L’argent, disait Boris, ne fait pas le bonheur de ceux qui n’en n’ont pas, quand le trop d’argent creuse partout les malheurs du monde…


Personne n’achètera l’histoire du Parthénon, quand même les pierres partiraient une à une marquer d’âme disparue les paradis fiscaux de la planète-fric. Personne n’achètera les cieux grecs. Leurs dieux sont morts, ils ne verront pas l’argent devenu fou écraser leur patrie, et personne ne possédera jamais les secrets du grand ciel bleu de la Méditerranée.


Ce qui s’achète a-t-il la moindre valeur ? Peut-on acheter le regard immense d’une vieille dame qui s’abandonne à ses rêves ? Personne ne peut s’offrir l’intime abandon de l’autre, qui fait la vraie vie. Aucun Sofitel ne donnera jamais le moindre amour aux impuissants de l’humanité.

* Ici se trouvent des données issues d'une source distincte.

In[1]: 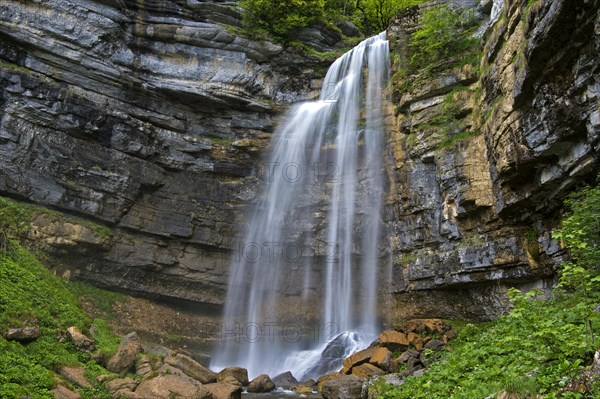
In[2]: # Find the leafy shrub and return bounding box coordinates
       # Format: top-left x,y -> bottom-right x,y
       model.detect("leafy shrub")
553,180 -> 600,273
354,0 -> 424,34
240,0 -> 325,43
0,241 -> 118,399
381,179 -> 600,399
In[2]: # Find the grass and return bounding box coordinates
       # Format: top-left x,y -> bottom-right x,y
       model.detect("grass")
0,197 -> 122,399
0,241 -> 118,399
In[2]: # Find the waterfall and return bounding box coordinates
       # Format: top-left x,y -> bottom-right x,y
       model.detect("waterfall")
212,32 -> 389,379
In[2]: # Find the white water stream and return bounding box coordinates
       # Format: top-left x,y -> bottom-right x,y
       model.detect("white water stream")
212,32 -> 390,380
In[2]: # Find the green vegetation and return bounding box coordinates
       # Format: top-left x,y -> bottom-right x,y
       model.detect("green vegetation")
0,197 -> 112,239
240,0 -> 424,44
382,179 -> 600,399
0,242 -> 118,399
407,6 -> 479,73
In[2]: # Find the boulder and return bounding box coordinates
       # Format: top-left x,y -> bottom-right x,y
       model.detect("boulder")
341,347 -> 377,374
106,332 -> 142,373
272,371 -> 299,389
135,374 -> 212,399
52,385 -> 81,399
444,330 -> 456,342
59,366 -> 92,388
165,353 -> 217,384
379,330 -> 410,352
290,385 -> 313,393
204,382 -> 242,399
402,319 -> 451,335
4,325 -> 41,343
321,375 -> 363,399
352,363 -> 385,380
425,339 -> 446,352
406,332 -> 424,350
135,355 -> 163,378
217,367 -> 249,386
248,374 -> 275,393
67,326 -> 96,352
317,371 -> 343,393
369,348 -> 394,371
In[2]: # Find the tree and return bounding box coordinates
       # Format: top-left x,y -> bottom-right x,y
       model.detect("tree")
355,0 -> 423,33
240,0 -> 325,42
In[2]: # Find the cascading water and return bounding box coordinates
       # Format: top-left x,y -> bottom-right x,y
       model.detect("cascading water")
212,32 -> 389,379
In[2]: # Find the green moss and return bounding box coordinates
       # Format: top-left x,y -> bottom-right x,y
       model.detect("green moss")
379,182 -> 600,399
437,130 -> 479,150
380,297 -> 600,399
409,6 -> 480,72
0,59 -> 32,75
0,241 -> 117,399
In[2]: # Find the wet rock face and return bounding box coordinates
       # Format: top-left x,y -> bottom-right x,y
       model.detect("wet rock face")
0,0 -> 332,305
387,0 -> 600,318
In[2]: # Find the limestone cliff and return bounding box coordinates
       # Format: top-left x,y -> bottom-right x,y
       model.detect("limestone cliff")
0,0 -> 330,304
388,0 -> 600,317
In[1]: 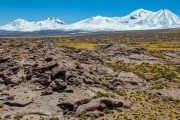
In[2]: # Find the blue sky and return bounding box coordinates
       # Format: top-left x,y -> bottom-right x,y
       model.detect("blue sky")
0,0 -> 180,25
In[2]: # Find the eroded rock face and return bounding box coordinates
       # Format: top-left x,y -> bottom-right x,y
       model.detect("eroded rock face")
77,97 -> 124,114
0,35 -> 180,119
111,72 -> 146,89
148,88 -> 180,100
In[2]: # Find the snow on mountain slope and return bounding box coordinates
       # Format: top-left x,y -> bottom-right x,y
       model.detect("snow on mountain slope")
144,9 -> 180,28
69,9 -> 180,31
36,17 -> 66,29
0,17 -> 66,31
0,9 -> 180,32
68,16 -> 122,31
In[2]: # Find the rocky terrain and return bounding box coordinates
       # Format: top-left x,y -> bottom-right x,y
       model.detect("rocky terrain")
0,31 -> 180,120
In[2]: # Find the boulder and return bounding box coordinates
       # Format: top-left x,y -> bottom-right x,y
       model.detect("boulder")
111,72 -> 146,89
77,97 -> 124,114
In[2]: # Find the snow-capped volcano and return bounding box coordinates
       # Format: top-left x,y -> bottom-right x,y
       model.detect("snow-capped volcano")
0,9 -> 180,32
144,9 -> 180,28
0,17 -> 66,31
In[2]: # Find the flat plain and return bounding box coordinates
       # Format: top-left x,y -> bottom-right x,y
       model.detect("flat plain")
0,30 -> 180,120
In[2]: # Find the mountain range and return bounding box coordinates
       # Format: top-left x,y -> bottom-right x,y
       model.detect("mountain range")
0,9 -> 180,32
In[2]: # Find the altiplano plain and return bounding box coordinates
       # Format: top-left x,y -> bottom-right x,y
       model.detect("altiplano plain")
0,30 -> 180,120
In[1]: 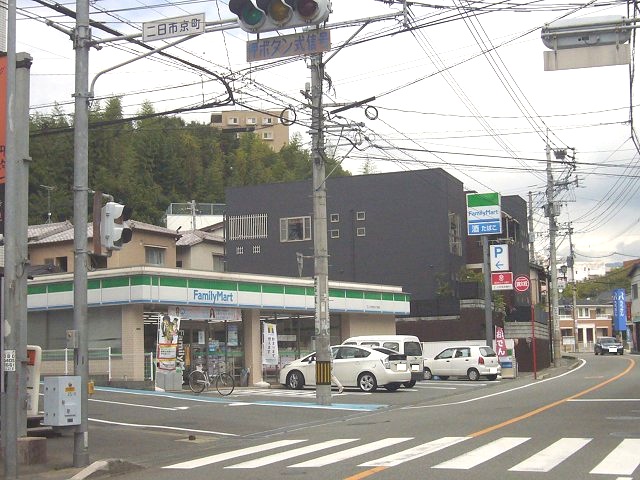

Ce qui se jette ici, là-bas vaut de l’or, ou de l’eau plus ou moins pure pour étancher la soif de la vie…
 L’Afrique a l’étendue, la sécheresse, la pauvreté, et souvent la misère. Le pouvoir d’achat, dans ses excès, est un pouvoir de tue-la-vie, de tue-l’avenir, et même de tue-la- planète, quand les dangereuses richesses viennent souvent du passé, des matières premières amassées, des territoires possédés, et des hommes naguère achetés par millions.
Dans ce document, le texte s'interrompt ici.